Ceci sans compter qu’un soumissionnaire qui s’oppose à la prolongation du délai de validité des offres peut être motivé par un intérêt particulier et immédiat (l’ordonnance commentée souligne que la requérante est titulaire sortante et qu’elle a conclu plusieurs avenants de prolongation de son marché en raison du retard dans l’attribution du nouveau marché.
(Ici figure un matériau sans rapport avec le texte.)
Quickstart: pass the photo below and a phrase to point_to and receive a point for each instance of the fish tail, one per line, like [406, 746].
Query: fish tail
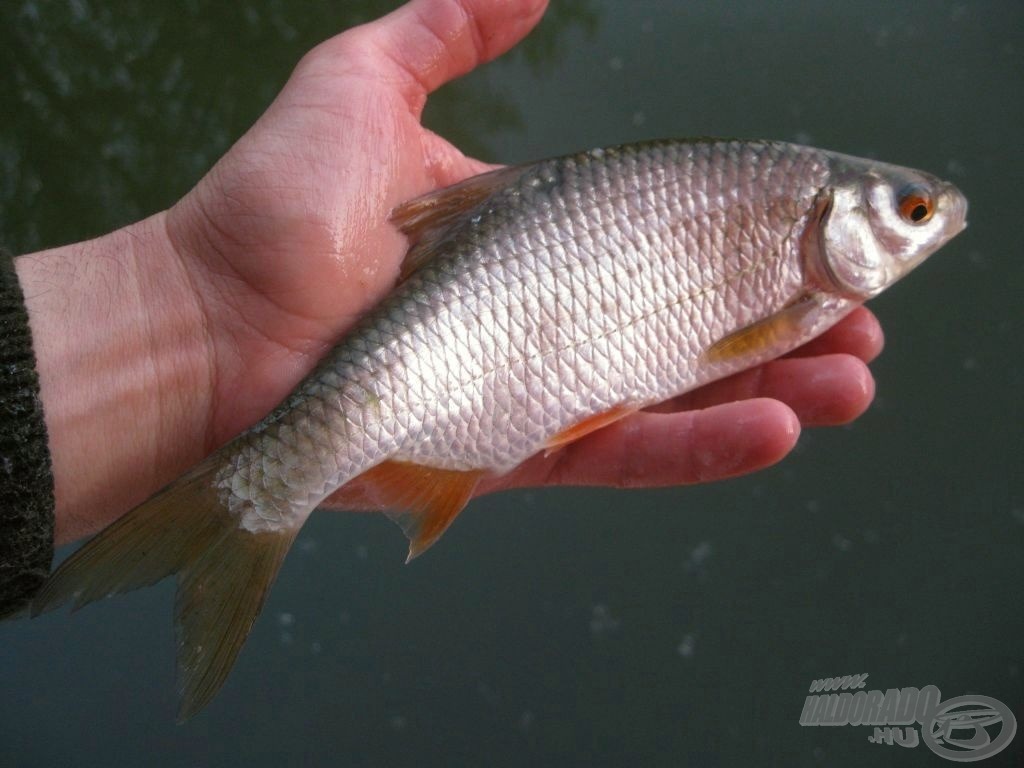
[223, 571]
La reprise la procédure dans son intégralité devrait donc permettre à la requérante d’obtenir une nouvelle prolongation de son marché actuel).
Certes, une disposition telle que celle prévue, en l’espèce, au 7.1. du règlement de consultation ne paraît pas envisageable, car elle se heurte frontalement à la règle de principe, en privant chaque soumissionnaire de son droit à consentir à la prolongation du délai de validité de toutes les offres.
Cependant, nous avons pu rencontrer des règlements de consultation dans lesquels l’acheteur prévoit que chaque soumissionnaire consent par anticipation, dès l’instant où il remet son offre, à ce que le délai de validité des offres soit prolongé si l’acheteur en fait la demande.
Ceci permet donc à l’acheteur d’obtenir, par avance, l’accord de chaque soumissionnaire sur la prolongation du délai de validité des autres offres, tout en préservant la liberté de choix de chacun quant à la prolongation de sa propre offre : un soumissionnaire pourra refuser de prolonger son offre et, dans ce cas, la procédure se poursuivra donc sans lui.
Reste que la validité d’un accord donné par anticipation pourrait être débattue, dans la mesure où les soumissionnaires ignorent, au moment où ils consentent, les causes de l’expiration du délai des offres et, plus globalement, l’état de la procédure de mise en concurrence lorsque la question de la prolongation du délai se posera.